Thomas, a Pembroke Pines dog obedience instructor, takes
14-month old Mandy and 10-year old Toasty, a Shetland sheepdog, to Hampton Court
in North Dade once every other week.
“I just love seeing their faces light up,” says Thomas,
who will conduct the personality tests scheduled Sunday to determine which pets
have suitable temperaments for therapy.
Not just for dogs
Cats, rabbits, birds and even pot-bellied pigs are
welcome, but Thomas warns owners not to bring just any Fido or Fluffy with a
collar and four paws. Animals must
be clean, clipped and free of parasites, have rabies certification and be well
trained. Smaller animals must come
in carriers and with towels to clean up after them.
Animals must be at least a year old.
For cats, says Thomas, an indicator of the right
temperament is whether the cat will stay in a stranger’s lap for five minutes
while the owner is out of sight.
That’s one of the tests she’ll give Sunday.
“Not every dog may be suitable,” Dillman says.
“It may be as simple as a big old dog who loves everyone, but he wags his
tail too hard.”
At Hampton Court, the dogs’ training is evident.
Even in hallways where wheelchairs may back into them, Thomas’ dogs are
not easily startled.
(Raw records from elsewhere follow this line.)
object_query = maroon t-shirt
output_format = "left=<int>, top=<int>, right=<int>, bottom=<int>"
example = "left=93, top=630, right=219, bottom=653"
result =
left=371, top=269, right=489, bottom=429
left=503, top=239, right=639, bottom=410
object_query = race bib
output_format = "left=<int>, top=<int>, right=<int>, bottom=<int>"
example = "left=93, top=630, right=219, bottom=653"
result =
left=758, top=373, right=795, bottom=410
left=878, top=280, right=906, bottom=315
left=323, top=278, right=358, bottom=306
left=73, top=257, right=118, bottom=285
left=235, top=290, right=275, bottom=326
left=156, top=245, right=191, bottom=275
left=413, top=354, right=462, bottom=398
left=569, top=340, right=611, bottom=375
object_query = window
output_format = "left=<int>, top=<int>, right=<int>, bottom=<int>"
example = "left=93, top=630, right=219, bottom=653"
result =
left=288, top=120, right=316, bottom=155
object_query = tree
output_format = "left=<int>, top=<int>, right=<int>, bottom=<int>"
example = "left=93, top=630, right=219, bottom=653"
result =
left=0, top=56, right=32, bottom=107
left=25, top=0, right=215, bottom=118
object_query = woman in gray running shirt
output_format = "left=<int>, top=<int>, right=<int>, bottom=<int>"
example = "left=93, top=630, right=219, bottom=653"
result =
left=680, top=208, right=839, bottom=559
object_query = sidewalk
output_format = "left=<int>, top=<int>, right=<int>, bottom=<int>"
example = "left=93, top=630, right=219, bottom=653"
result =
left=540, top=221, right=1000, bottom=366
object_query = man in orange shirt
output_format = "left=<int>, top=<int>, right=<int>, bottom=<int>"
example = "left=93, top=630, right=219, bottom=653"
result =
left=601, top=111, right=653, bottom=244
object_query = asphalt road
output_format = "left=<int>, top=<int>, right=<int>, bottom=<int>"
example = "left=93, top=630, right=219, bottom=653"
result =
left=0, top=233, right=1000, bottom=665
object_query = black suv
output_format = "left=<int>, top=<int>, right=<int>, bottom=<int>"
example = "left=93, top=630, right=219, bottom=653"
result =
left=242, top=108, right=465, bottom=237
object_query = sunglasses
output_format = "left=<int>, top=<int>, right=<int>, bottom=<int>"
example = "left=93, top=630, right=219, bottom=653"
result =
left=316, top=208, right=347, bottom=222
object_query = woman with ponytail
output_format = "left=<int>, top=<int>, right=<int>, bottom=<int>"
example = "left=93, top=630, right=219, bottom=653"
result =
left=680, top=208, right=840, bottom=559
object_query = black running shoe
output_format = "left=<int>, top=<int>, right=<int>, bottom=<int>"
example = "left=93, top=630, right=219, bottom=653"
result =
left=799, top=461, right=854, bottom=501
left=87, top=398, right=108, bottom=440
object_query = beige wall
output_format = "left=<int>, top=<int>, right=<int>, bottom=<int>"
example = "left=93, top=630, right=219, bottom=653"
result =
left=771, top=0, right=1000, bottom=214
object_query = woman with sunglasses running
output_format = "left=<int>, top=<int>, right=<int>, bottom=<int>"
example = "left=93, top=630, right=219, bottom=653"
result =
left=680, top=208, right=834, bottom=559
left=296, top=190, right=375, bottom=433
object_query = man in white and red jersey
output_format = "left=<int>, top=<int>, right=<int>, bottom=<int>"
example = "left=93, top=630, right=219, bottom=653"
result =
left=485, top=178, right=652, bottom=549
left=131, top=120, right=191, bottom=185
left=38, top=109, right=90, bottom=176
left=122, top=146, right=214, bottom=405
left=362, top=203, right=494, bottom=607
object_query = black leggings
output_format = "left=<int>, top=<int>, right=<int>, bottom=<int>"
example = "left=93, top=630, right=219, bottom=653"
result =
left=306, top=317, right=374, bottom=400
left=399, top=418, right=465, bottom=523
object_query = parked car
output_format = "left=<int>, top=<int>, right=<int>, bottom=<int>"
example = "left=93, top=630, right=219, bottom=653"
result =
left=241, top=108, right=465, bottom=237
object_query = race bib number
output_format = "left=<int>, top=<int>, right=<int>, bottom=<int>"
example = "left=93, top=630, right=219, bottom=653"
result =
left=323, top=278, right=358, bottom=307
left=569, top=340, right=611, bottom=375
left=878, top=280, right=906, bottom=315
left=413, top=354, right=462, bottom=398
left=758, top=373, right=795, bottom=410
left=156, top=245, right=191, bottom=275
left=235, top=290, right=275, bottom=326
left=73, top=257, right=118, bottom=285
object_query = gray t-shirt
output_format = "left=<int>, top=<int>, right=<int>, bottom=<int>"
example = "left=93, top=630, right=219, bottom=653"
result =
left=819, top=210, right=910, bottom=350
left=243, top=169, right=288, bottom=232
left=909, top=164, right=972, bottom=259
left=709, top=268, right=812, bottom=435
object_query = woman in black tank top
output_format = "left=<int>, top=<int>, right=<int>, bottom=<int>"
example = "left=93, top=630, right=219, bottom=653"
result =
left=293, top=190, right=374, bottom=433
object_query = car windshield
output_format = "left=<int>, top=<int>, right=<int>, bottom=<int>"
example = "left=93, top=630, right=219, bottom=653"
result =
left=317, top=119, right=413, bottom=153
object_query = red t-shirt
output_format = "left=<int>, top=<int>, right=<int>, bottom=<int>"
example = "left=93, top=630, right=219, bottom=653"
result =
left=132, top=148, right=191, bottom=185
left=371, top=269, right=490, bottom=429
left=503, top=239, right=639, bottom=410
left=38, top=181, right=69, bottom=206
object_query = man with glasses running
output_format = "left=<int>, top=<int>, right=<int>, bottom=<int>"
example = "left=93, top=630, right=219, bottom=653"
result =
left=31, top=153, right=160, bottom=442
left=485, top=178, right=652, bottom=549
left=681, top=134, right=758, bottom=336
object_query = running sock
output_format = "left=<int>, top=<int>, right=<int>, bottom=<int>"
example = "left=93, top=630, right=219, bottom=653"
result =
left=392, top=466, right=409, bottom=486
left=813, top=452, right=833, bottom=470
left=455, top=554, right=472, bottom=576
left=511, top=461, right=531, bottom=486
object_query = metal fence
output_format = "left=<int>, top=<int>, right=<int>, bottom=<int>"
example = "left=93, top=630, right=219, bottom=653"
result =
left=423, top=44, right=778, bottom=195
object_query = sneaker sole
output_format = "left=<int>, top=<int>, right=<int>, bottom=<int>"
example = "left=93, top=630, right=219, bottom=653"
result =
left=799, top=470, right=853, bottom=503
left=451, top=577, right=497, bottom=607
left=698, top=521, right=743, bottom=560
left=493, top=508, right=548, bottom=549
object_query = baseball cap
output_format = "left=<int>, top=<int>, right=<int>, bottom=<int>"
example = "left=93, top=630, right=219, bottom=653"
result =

They recognize
residents and greet them, but they are trained not to bark or jump up on them.
Ellen Singer, activities director at Hampton Court, says
the dogs’ visits help patients.
“It’s almost like they talk to the animals and not to the people.
When they see the dogs, the dogs, they become a lot more animated,”
Singer says.
Animals help at
risk students
Dillman, the vet, has introduced at-risk schoolchildren
to animals since 1987, when he took 15 children to visit livestock at the Miami
Agricultural School for therapy.
Now, Dade’s Animal Companion Science Program has expanded to involve 270 at-risk
children from 18 elementary schools.
The students – considered at risk for dropping out – visit goats, horses,
sheep and cows at a farm at Amelia Earhart Park in Dade.
“By the end of the year, it goes from children who won’t
even speak to you to children who come off the buss and hug you,” Dillman says.
The same children who were skittish around dogs or the
farm’s 1,300-pound steer, Bumper, soon learn the confidence to groom animals,
bottle-feed orphaned calves or become trained to take dogs
to nursing homes like Fair Havens in Miami Springs.
Or Hampton Court, where Thomas and her dogs are so
eagerly awaited.
Paul Glickman is 95 and confined to a wheelchair at
Hampton Court. He shrugs about his
health. “When you’re 95, you’re
95,” he says.
He spends much of his time reading and watching
television. Except when the dogs
come.
Kneading Toasty’s ears, he remembers another time 40
years ago, when he was younger and living on Ocean Parkway.
His dog Ricky was so smart.
He always knew when it was 8 o’clock and time for Glickman to buy ice cream.
“It reminds me of my own dog,” Glickman says. “You love
them so much, it’s like a part of the family.”